What has my youth been that I love it thus,
Sad youth, to all but one grown tedious,
Stale as the news which last week wearied us,
Or a tired actor's tale told to an empty house?

What did it bring me that I loved it, even
With joy before it and that dream of Heaven,
Boyhood's first rapture of requited bliss,
What did it give? What ever has it given?

'Let me recount the value of my days,
Call up each witness, mete out blame and praise,
Set life itself before me as it was,
And--for I love it--list to what it says.

Oh, I will judge it fairly. Each old pleasure
Shared with dead lips shall stand a separate treasure.
Each untold grief, which now seems lesser pain,
Shall here be weighed and argued of at leisure.

I will not mark mere follies. These would make
The count too large and in the telling take
More tears than I can spare from seemlier themes
To cure its laughter when my heart should ache.

Only the griefs which are essential things,
The bitter fruit which all experience brings;
Nor only of crossed pleasures, but the creed
Men learn who deal with nations and with kings.

All shall be counted fairly, griefs and joys,
Solely distinguishing 'twixt mirth and noise,
The thing which was and that which falsely seemed,
Pleasure and vanity, man's bliss and boy's.
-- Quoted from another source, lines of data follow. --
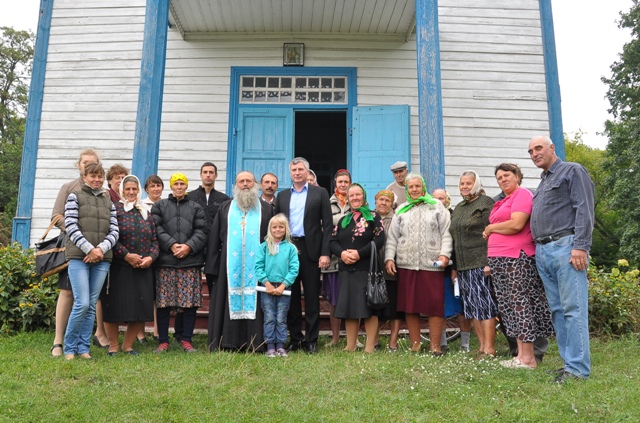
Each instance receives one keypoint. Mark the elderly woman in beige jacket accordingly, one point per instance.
(418, 249)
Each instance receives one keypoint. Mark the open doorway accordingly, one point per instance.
(321, 138)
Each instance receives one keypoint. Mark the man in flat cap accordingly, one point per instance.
(400, 170)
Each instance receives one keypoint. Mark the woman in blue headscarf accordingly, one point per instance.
(351, 242)
(418, 249)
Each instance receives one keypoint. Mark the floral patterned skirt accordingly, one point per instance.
(178, 287)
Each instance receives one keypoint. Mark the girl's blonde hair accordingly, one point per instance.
(271, 242)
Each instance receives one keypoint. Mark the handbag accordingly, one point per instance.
(377, 296)
(50, 254)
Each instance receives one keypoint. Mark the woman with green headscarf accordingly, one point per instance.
(418, 249)
(351, 242)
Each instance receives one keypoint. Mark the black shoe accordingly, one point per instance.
(97, 343)
(294, 346)
(555, 372)
(565, 376)
(311, 348)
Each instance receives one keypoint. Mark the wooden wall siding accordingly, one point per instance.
(90, 94)
(493, 81)
(196, 100)
(304, 16)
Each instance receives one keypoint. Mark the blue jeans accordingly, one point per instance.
(567, 293)
(86, 283)
(275, 310)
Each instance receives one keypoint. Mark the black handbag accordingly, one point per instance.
(377, 296)
(50, 254)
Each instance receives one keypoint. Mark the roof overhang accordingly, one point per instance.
(335, 19)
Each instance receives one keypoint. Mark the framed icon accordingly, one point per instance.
(293, 54)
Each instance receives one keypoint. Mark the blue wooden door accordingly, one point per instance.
(380, 137)
(265, 142)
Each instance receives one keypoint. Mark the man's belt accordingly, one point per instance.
(547, 239)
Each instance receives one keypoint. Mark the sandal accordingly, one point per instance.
(56, 346)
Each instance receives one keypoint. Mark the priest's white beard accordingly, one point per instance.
(246, 199)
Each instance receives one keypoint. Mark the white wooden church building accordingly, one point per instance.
(164, 85)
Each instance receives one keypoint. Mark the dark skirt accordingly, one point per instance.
(352, 300)
(522, 303)
(127, 295)
(390, 312)
(330, 287)
(421, 292)
(178, 287)
(477, 298)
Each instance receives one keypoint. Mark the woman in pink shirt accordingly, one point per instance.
(518, 289)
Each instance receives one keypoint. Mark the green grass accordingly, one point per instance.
(331, 386)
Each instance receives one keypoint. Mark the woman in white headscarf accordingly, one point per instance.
(128, 296)
(468, 220)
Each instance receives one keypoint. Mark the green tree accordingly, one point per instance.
(623, 151)
(16, 55)
(606, 243)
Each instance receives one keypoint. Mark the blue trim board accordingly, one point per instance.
(22, 222)
(554, 100)
(234, 102)
(430, 123)
(146, 145)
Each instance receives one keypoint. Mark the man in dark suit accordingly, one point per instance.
(309, 212)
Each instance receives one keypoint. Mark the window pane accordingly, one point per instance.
(247, 81)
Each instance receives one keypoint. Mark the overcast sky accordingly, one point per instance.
(588, 41)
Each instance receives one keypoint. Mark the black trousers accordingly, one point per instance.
(188, 319)
(309, 277)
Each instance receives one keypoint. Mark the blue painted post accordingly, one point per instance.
(22, 222)
(551, 74)
(431, 127)
(154, 52)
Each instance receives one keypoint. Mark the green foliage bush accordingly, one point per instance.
(27, 302)
(614, 300)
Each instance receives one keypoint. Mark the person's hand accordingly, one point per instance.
(94, 256)
(324, 262)
(146, 262)
(390, 266)
(181, 250)
(486, 232)
(134, 260)
(579, 259)
(487, 271)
So I shall learn the reason of my trust
In this poor life, these particles of dust
Made sentient for a little while with tears,
Till the great ``may--be'' ends for me in ``must.''

My childhood? Ah, my childhood! What of it
Stripped of all fancy, bare of all conceit?
Where is the infancy the poets sang?
Which was the true and which the counterfeit?

I see it now, alas, with eyes unsealed,
That age of innocence too well revealed.
The flowers I gathered--for I gathered flowers--
Were not more vain than I in that far field.